I have a small access panel in my upstairs hallway that gets me into the attic. Currently, there's a piece of drywall that has been painted and cut to fit the space that I have to remove every time I need to get access to the attic. This piece is basically falling apart around the edges and one corner has snapped and is now hanging by the paper backing of the drywall. Last winter (our first winter in the house) there was a bit of a draft coming from that panel. 

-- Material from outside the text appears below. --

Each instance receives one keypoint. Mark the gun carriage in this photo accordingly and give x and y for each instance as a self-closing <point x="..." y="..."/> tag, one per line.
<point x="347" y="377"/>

So, my question: What material would you suggest is best to use for covering the space? Also, is there anything I should do to the material to beef up its insulation capabilities? I've included a picture of what it looks like now. I look forward to reading the replies!

-Matt


----------



## SPS-1 (Oct 21, 2008)

Drywall for the htch is indeed poor. Any type of plywood will be fine for the hatch, but should be finished on the side facing the living space. You are not easily going to match the texture of the rest of the ceiling, but hopefully the hatch is in a closet or someplace that is not normally visible. You should put a weatherstrip on the bottom outside of hatch to keep it airtight. I like extruded polystyrene ( the heavier blue or pink stuff, not the lightweight white stuff) on top of the hatch as insulation. Use adhesive specifically intended for foam insulation to glue the insulation to the hatch, and to itself ( you will need several layers - the more the better)


----------



## ADKMatt (Oct 23, 2011)

Thanks for the advice! I'll head to the hardware store this weekend to get it taken care of. Unfortunately the access panel is right in the middle of the upstairs hallway, so I'm going to just have to deal with the texture of the plywood being mismatched with the rest of the ceiling. I'll paint it white and it'll be close.


----------



## Windows on Wash (Aug 30, 2011)

Drywall is fine.

Rigid foam on the back vs. fiberglass is better.


----------